Scleroderma is a chronic connective tissue disease.
"The body's immune system stimulates the fibroblasts, the cells that make collagen, to make way too much, so some people have skin thickening on their fingers or internally," explained Dr. Sharpiro.
It was ten years ago when Nancy’s hands swelled up and became red, and she also noticed spots on her face and neck.
"There are fewer blood vessels than there should be in scleroderma but the few that remain in the skin form these red dots which blanch on pressure, they are called telangiectasia, a long word," said Dr. Sharpiro.
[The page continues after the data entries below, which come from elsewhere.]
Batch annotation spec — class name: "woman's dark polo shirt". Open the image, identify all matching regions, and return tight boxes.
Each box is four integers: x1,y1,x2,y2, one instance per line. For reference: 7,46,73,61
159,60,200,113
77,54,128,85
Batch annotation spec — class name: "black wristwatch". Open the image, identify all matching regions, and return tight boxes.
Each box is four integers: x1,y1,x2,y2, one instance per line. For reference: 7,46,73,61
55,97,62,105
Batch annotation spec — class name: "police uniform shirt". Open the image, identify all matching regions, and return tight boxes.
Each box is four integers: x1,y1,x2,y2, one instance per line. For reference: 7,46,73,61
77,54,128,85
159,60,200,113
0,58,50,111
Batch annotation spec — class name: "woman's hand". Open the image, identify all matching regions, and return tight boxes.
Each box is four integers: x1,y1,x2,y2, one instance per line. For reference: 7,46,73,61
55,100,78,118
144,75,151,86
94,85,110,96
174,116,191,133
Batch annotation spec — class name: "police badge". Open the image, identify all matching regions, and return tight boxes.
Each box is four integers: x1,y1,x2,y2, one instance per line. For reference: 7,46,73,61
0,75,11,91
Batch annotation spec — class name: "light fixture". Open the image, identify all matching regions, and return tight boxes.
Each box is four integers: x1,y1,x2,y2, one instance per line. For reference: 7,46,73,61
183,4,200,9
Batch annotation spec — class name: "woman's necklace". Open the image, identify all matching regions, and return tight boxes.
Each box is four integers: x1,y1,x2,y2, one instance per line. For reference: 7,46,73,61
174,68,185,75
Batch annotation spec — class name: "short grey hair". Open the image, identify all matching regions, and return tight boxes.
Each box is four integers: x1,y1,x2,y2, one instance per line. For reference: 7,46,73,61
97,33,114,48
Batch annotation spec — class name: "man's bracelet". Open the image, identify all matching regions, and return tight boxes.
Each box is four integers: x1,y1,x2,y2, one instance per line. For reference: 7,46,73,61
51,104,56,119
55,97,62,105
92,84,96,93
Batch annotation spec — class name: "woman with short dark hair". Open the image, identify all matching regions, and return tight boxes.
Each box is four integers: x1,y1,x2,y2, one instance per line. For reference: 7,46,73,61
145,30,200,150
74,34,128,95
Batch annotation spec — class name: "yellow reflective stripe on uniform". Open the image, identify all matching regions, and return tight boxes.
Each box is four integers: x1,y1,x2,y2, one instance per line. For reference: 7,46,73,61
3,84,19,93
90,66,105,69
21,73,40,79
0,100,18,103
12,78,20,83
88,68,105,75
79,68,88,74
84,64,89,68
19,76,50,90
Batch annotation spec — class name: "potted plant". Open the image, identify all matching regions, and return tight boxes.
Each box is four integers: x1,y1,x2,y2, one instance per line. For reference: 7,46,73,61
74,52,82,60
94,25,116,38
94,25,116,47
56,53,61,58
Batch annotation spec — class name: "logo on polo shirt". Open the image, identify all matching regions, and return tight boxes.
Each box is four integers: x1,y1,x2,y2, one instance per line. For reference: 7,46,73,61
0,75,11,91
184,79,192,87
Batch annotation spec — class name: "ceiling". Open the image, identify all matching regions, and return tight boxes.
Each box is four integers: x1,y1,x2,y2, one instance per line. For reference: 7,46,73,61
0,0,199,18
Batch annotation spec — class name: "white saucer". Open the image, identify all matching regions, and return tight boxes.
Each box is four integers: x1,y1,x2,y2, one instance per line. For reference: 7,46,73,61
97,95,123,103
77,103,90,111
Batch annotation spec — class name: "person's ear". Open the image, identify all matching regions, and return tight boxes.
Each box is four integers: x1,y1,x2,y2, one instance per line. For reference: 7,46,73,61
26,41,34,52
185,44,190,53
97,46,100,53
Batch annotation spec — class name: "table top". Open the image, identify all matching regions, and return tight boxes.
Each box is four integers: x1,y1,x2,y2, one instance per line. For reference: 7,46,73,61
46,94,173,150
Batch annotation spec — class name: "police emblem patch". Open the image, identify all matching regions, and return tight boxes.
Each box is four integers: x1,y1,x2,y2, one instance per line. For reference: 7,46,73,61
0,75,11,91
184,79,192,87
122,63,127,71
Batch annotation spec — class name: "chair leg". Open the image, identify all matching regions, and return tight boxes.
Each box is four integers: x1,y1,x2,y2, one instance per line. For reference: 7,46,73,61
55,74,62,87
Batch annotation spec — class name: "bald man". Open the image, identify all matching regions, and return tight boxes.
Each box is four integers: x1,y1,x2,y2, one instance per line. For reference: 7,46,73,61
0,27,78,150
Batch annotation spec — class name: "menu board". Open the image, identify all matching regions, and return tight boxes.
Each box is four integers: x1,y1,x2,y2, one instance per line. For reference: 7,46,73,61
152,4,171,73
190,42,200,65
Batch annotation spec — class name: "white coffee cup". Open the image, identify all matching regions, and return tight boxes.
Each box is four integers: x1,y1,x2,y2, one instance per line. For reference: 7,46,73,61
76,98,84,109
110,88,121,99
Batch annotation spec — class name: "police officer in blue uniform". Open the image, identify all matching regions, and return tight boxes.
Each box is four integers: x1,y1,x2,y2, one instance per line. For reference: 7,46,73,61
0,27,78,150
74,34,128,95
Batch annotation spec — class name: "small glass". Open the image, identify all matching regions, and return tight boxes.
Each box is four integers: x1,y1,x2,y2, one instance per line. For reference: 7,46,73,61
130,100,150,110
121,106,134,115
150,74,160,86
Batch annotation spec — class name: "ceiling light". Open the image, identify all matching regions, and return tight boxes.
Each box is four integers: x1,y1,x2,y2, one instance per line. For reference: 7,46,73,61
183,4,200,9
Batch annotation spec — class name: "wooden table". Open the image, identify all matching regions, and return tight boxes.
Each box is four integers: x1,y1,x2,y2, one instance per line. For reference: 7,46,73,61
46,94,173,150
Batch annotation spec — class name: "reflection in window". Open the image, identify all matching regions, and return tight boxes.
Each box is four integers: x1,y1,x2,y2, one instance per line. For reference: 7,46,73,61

Symptoms also include shortness of breath, heart burn, and the most common symptom is Raynaud’s.
"An intense attack of blanching or whitening of the fingers, so the end point to that is getting sores on the fingertips. When people with Raynaud's get sores or ulcers on their fingers, those are usually the individuals who have scleroderma whether they know it or not," said Dr. Sharpiro.
The longer it goes untreated, the more potential damage to internal organs. It has affected Nancy's lungs, and her fingers have now contracted.
"It's a disease not just on the skin, it is a disease where it can have fibrosis internally involving the heart, lung, or any part of the GI tract," said Dr. Sharpiro.
It impacts more women than men.
"For men, it may have an occupational exposure may be a trigger, an organic solvent or silica dust," said Dr. Sharpiro.
There are several FDA approved medications for scleroderma. In addition to medication, lifestyle changes are necessary in order to manage the disease.
Nancy takes yoga and receives physical therapy. She is currently not taking any of medication.